Last year, a study called “Uhambo” was conducted in South Africa. The only vaccine candidate involved was shown to provide some protection against the virus, but it ended in frustrating failure.

Janssen’s vaccine candidate is currently being tested in the Imbokodo trial on 2,600 women in sub-Saharan Africa, and the results are expected to be reported in the coming months.

In the Mosaico trial, it was also tested in approximately 3,800 men who have sex with men and transgender people in the United States, South America, and Europe.

Janssen’s vaccine uses adenovirus technology similar to its COVID-19 vaccine.

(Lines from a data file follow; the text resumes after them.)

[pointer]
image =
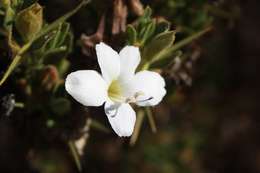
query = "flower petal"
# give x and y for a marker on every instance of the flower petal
(149, 86)
(109, 62)
(121, 117)
(129, 60)
(87, 87)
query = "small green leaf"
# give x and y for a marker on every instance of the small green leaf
(138, 125)
(157, 45)
(63, 66)
(148, 32)
(60, 106)
(5, 3)
(29, 22)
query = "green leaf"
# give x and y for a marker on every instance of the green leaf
(60, 106)
(75, 155)
(138, 125)
(43, 32)
(29, 22)
(148, 32)
(157, 45)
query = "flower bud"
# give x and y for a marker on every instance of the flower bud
(29, 21)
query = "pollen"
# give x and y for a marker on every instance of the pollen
(115, 91)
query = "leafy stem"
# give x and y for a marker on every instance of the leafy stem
(46, 30)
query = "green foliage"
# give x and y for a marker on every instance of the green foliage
(29, 22)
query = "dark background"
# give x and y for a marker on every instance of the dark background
(212, 126)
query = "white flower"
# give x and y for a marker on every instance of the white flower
(118, 86)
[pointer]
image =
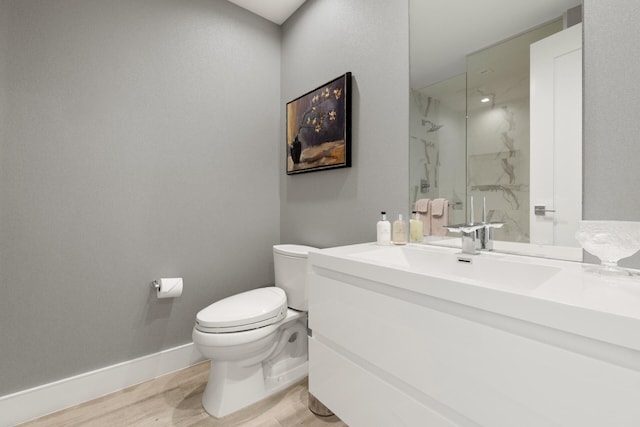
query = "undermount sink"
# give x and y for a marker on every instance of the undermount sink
(483, 269)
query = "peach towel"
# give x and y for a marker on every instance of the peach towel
(423, 208)
(439, 216)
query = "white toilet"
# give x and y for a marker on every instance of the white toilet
(256, 340)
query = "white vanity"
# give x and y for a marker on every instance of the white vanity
(420, 336)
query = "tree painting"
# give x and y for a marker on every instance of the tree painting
(318, 128)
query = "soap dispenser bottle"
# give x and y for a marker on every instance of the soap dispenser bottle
(415, 229)
(399, 231)
(383, 230)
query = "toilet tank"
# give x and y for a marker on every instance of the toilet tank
(290, 266)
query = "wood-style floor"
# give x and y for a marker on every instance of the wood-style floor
(175, 400)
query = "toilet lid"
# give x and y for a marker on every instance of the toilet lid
(296, 251)
(245, 311)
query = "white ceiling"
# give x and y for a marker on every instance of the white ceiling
(274, 10)
(443, 32)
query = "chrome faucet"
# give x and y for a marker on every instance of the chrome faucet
(478, 236)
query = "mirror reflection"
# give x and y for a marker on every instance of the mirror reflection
(489, 133)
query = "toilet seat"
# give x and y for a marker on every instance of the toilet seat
(242, 312)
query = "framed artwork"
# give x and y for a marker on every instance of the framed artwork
(319, 128)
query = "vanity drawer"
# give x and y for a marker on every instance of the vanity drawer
(471, 366)
(360, 397)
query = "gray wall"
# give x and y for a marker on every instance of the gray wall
(370, 38)
(141, 142)
(611, 123)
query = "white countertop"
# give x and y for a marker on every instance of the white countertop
(563, 295)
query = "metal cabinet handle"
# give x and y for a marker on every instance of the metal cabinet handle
(541, 210)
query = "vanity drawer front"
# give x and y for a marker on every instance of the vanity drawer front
(472, 363)
(361, 398)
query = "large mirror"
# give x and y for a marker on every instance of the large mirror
(490, 81)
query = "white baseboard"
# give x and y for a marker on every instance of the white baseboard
(42, 400)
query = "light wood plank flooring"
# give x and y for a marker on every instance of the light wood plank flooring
(175, 400)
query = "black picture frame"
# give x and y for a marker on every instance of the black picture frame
(318, 128)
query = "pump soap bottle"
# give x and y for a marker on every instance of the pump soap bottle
(415, 229)
(399, 231)
(383, 229)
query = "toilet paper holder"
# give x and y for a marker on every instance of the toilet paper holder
(170, 287)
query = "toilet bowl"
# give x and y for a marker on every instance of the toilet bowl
(256, 340)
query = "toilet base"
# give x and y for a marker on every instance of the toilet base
(232, 387)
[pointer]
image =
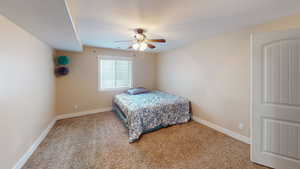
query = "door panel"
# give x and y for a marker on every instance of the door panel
(276, 99)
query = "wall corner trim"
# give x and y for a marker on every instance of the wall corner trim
(83, 113)
(222, 130)
(34, 146)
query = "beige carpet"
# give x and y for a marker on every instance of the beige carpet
(100, 142)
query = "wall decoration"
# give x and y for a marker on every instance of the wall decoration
(61, 68)
(63, 60)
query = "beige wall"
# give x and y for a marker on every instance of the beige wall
(215, 74)
(79, 87)
(26, 91)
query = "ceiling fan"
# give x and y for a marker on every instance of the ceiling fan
(141, 42)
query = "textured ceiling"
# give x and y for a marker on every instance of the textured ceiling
(48, 20)
(101, 22)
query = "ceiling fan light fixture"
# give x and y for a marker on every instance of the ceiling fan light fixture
(143, 46)
(136, 46)
(139, 37)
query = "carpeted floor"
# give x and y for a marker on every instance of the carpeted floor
(100, 142)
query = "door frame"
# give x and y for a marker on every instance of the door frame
(251, 94)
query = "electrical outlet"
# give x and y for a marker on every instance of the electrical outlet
(241, 126)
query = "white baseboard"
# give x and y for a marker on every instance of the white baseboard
(83, 113)
(33, 147)
(223, 130)
(38, 141)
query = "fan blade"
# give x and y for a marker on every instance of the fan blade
(157, 40)
(150, 46)
(120, 41)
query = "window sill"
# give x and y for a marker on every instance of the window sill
(113, 89)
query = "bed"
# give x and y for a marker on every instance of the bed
(146, 112)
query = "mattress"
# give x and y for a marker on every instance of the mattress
(151, 110)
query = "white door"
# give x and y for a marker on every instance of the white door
(276, 99)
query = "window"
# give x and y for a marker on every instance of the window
(115, 73)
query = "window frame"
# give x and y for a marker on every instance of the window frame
(99, 58)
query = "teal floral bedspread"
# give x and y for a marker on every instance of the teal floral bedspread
(150, 110)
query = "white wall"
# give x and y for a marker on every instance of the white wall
(80, 86)
(215, 74)
(27, 91)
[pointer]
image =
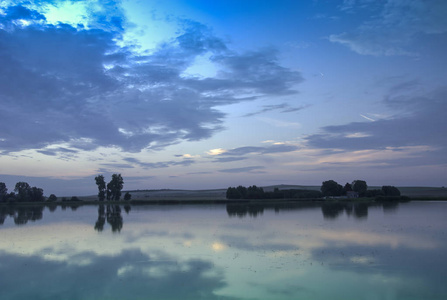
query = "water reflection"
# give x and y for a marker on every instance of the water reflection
(21, 214)
(330, 210)
(131, 274)
(245, 251)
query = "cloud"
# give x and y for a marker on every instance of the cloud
(278, 148)
(283, 108)
(81, 88)
(420, 124)
(394, 28)
(243, 170)
(157, 165)
(228, 159)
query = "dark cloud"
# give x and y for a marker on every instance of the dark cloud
(228, 159)
(243, 170)
(283, 108)
(260, 150)
(77, 86)
(421, 123)
(157, 165)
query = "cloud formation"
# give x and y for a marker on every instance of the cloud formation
(396, 25)
(421, 123)
(77, 88)
(283, 108)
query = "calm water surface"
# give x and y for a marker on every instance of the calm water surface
(304, 251)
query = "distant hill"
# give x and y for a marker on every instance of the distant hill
(217, 194)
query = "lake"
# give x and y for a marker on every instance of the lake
(292, 251)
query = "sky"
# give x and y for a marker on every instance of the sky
(196, 94)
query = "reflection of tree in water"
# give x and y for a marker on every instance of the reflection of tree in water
(359, 210)
(334, 210)
(99, 225)
(21, 214)
(254, 210)
(241, 211)
(111, 214)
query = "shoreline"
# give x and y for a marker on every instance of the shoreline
(171, 201)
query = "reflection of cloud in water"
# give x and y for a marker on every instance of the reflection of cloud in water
(130, 274)
(341, 238)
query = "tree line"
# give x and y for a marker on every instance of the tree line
(331, 188)
(23, 192)
(254, 192)
(112, 190)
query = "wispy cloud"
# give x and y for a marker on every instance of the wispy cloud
(395, 25)
(283, 108)
(81, 88)
(244, 170)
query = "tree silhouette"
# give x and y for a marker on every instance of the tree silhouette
(101, 187)
(331, 188)
(3, 191)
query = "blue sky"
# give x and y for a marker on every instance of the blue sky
(211, 94)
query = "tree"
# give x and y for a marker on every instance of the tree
(100, 182)
(52, 198)
(360, 187)
(389, 190)
(36, 194)
(23, 191)
(3, 191)
(331, 188)
(347, 188)
(115, 186)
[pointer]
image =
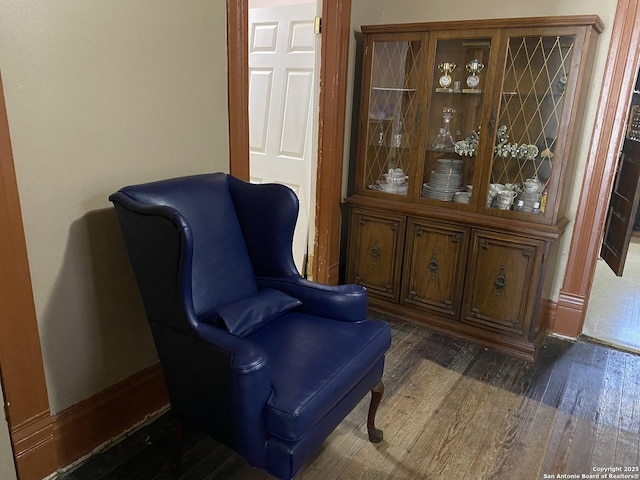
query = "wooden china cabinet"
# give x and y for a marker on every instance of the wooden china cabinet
(467, 138)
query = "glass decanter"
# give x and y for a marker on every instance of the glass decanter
(445, 141)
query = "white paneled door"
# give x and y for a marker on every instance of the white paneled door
(282, 107)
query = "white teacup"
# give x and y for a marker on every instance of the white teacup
(531, 185)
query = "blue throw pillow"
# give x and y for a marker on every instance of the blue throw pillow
(247, 315)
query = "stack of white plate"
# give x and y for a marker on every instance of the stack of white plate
(462, 197)
(445, 180)
(529, 200)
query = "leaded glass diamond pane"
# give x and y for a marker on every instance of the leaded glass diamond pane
(392, 130)
(536, 74)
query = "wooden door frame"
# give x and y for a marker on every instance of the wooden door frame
(21, 364)
(334, 59)
(608, 134)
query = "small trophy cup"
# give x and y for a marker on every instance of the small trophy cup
(445, 80)
(473, 67)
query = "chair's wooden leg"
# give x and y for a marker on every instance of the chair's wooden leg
(375, 435)
(176, 444)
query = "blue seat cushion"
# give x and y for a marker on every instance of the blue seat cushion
(323, 360)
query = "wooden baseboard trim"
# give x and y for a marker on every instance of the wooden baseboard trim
(569, 315)
(34, 447)
(83, 427)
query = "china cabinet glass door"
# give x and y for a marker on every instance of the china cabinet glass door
(394, 110)
(459, 88)
(529, 143)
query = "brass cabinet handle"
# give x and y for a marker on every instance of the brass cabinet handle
(500, 282)
(433, 265)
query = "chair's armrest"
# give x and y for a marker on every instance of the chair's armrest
(245, 356)
(342, 302)
(218, 382)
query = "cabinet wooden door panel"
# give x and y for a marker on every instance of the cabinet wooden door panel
(434, 266)
(502, 281)
(376, 251)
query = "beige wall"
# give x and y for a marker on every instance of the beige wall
(404, 11)
(101, 94)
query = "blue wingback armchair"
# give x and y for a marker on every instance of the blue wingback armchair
(254, 355)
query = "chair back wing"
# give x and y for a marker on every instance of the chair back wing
(220, 267)
(159, 257)
(267, 215)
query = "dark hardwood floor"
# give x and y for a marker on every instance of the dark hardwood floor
(451, 410)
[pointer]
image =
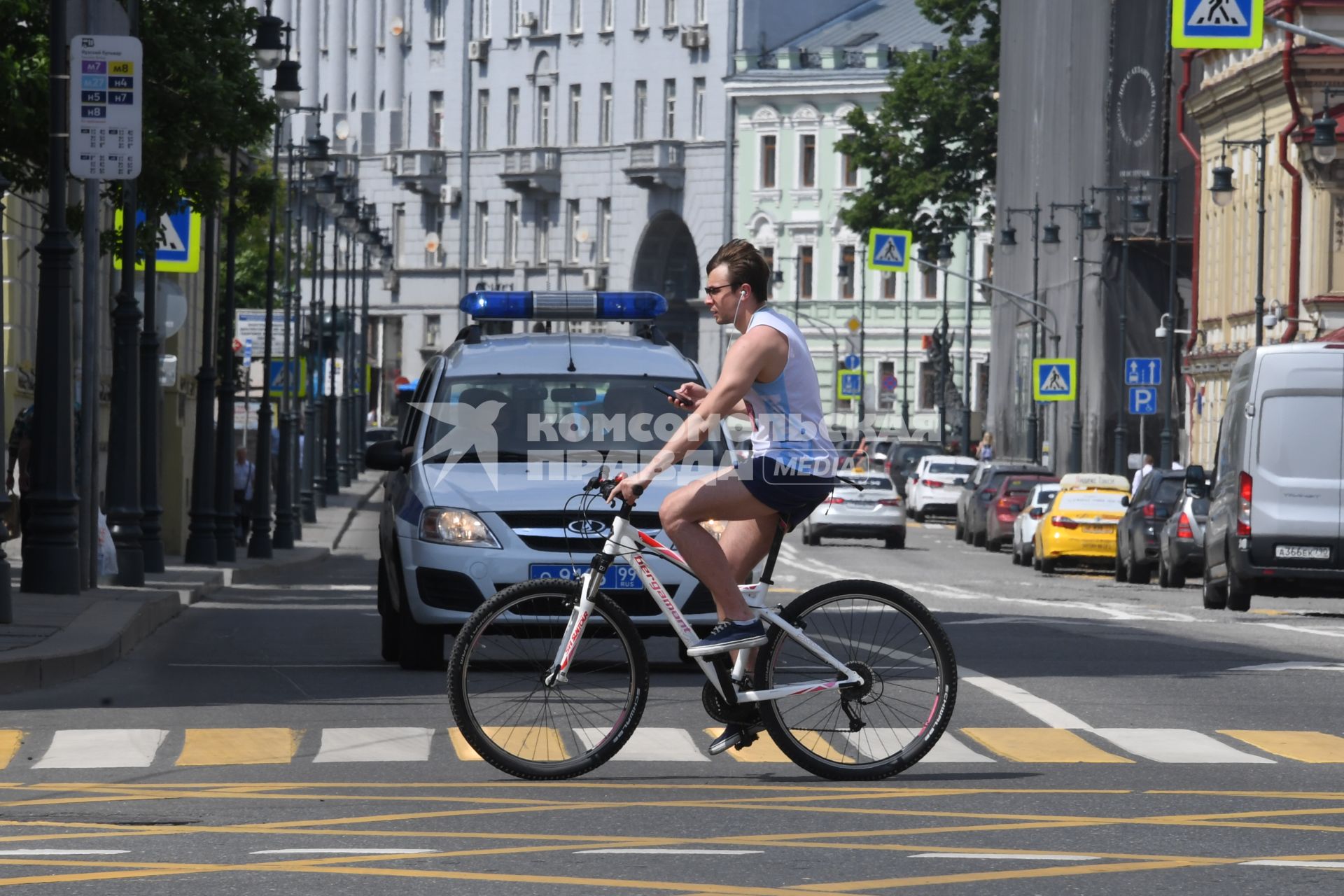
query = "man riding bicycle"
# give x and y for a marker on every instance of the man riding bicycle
(769, 378)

In other words, a genetically modified cold virus provides the host with instructions to carry genetic cargo to develop a “mosaic immunogen”, which is able to induce Molecules of the immune response of various HIV strains.

The dose of synthetic protein is then injected directly.

Another promising approach is to try to produce “broad-spectrum neutralizing antibodies” (bnAbs) that bind to regions common in many variants of the HIV virus.

The International AIDS Vaccine Program and the Scripps Research Center recently announced the results of an early trial showing that their mRNA vaccine candidate developed in collaboration with Moderna stimulates the production of rare immune cells that produce bnAbs.

Schief explained that their strategy is to use a series of injections in an attempt to gradually educate the antibody-producing B cells. They also hope to train another type of white blood cell, the T cell, to kill those cells that are infected despite the antibodies.

Efficacy trials are still far away, but he hopes that mRNA technology will work, which turns the cells of the body into a vaccine factory and has proven its value against COVID-19.